MorganJ said:So the domain would be 0 less than or equal to positive infinity? and the range would be the same?
MorganJ said:the domain of sin (x) is -∞ < x < ∞
MorganJ said:Wouldn't its maximum value be 1
MorganJ said:and the minimum value be -1?
MorganJ said:So...would it be 1 as well?
MorganJ said:I have no clue, honestly. I am graphing it on my calculator. Would it be zero? I do not think the minimum value is a negative number.
MorganJ said:Okay so the domain would be -∞ < x < ∞ and the range is 0 ≤ y ≤ 1 ?
A function is a mathematical relationship between an input value (usually denoted as x) and an output value (usually denoted as y) where each input value has only one corresponding output value.
The domain of a function is the set of all possible input values for which the function is defined. To find the domain, you must look for any restrictions on the independent variable (x) such as division by zero or taking the square root of a negative number. The domain will be all real numbers except for these restricted values.
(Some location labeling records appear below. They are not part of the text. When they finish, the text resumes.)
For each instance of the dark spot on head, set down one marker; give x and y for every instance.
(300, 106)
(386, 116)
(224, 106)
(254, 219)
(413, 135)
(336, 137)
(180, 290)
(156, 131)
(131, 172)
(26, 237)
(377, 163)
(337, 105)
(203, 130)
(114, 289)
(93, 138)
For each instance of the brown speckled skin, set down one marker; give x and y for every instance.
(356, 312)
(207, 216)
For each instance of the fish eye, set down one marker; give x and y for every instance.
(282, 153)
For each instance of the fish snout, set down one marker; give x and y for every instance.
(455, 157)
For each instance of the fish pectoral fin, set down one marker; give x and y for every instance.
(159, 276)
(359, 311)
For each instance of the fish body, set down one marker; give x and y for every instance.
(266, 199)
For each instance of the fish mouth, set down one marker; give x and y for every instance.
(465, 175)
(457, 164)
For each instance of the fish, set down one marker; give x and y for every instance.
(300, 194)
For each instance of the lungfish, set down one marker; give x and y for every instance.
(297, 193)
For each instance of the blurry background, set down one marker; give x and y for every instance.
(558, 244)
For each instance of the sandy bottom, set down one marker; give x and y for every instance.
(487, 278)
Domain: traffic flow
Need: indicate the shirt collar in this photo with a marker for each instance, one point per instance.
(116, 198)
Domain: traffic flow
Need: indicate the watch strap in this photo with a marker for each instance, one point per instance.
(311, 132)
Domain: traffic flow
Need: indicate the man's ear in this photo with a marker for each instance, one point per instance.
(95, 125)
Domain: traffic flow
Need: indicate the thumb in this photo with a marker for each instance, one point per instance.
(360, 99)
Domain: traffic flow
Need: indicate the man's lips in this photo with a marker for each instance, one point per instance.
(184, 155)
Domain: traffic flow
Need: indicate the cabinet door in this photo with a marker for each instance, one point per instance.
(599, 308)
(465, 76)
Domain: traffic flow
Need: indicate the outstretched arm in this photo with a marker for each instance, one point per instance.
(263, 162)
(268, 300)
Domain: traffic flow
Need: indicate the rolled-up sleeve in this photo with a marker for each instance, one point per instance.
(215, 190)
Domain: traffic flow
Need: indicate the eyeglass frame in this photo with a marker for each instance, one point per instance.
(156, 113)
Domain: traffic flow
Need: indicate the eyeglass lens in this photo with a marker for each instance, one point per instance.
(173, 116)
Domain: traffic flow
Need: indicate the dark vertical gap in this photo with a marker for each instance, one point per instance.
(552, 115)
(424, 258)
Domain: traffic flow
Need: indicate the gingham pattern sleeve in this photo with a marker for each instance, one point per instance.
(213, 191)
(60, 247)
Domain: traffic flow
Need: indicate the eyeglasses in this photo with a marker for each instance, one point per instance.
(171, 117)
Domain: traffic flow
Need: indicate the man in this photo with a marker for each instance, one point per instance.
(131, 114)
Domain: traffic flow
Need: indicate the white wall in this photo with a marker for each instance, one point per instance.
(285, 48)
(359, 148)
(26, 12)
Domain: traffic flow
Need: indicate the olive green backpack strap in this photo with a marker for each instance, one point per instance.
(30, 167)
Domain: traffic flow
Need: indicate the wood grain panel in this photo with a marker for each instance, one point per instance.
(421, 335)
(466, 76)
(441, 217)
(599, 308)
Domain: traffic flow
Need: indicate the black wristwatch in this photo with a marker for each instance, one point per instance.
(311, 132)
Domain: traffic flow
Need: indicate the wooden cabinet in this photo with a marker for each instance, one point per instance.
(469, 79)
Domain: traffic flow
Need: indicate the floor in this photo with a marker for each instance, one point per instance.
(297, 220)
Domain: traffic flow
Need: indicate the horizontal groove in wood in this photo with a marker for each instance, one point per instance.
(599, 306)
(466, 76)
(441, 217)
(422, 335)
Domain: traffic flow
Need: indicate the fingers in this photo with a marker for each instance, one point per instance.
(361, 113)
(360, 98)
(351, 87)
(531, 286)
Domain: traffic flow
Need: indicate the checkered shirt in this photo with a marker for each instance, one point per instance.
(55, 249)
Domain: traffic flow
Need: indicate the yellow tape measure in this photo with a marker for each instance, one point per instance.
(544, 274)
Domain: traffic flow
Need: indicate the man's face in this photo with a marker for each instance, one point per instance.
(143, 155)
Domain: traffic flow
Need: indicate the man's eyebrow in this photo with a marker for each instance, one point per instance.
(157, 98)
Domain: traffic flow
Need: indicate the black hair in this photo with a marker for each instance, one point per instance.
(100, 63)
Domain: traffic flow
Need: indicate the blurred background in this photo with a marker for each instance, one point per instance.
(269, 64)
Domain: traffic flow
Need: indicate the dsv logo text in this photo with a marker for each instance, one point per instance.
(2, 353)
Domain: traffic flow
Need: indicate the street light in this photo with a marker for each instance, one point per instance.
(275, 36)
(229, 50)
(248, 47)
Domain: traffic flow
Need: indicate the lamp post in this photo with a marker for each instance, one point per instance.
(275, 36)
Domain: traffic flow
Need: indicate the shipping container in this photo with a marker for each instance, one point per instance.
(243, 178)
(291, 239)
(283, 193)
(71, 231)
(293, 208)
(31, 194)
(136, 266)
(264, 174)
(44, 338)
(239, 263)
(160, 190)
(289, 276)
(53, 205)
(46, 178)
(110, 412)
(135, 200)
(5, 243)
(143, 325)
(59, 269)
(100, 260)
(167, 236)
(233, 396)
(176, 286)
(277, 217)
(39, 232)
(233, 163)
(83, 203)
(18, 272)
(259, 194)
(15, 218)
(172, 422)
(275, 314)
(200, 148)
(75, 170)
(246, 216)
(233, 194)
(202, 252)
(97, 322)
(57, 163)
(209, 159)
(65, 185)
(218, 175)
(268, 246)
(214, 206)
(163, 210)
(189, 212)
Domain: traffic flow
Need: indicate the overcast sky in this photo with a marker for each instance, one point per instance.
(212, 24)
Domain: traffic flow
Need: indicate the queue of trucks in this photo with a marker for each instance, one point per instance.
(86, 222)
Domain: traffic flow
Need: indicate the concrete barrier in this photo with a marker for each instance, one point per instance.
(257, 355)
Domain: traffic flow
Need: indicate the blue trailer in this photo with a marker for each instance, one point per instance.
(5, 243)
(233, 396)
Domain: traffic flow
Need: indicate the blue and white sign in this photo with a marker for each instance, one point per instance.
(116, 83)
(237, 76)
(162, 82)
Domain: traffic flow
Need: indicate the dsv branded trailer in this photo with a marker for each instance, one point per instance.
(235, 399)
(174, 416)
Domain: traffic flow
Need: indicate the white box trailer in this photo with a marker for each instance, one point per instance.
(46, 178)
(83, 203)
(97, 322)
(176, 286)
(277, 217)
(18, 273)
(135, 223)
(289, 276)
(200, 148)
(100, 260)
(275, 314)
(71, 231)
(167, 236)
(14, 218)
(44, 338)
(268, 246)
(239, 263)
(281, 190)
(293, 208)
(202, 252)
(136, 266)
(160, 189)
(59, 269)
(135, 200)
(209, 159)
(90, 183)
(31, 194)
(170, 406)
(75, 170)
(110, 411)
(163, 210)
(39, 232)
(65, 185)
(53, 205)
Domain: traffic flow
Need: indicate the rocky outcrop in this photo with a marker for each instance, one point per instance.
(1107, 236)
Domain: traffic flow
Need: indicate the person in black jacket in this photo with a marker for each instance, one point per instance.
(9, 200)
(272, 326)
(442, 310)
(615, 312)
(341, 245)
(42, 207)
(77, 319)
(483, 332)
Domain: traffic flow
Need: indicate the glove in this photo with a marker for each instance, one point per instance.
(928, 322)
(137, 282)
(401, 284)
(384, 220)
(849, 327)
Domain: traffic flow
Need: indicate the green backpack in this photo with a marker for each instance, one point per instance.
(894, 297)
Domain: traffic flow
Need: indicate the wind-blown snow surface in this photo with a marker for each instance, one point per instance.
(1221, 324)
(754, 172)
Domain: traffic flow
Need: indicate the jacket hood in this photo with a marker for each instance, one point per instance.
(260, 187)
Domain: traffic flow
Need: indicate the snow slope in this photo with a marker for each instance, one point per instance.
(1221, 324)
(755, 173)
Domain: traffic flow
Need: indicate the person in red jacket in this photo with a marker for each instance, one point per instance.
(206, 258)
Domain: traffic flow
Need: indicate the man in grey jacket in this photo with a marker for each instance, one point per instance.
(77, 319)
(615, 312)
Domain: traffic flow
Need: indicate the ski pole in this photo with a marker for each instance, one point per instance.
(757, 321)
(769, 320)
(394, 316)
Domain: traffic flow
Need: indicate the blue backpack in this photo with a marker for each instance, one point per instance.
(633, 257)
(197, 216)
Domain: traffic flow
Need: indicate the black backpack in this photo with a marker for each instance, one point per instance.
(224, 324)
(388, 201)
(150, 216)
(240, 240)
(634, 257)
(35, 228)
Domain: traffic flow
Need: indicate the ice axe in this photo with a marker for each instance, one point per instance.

The range of a function is the set of all possible output values for the corresponding input values in the domain. To find the range, you must evaluate the function for all values in the domain and determine the set of resulting output values.
The domain and range of a function are opposite concepts. The domain is the set of all possible input values, while the range is the set of all possible output values. In other words, the domain is the independent variable and the range is the dependent variable.
Knowing the domain and range of a function allows us to understand the behavior of the function and determine the set of values for which the function is defined. This information is essential in solving equations, graphing functions, and making predictions based on the function's behavior.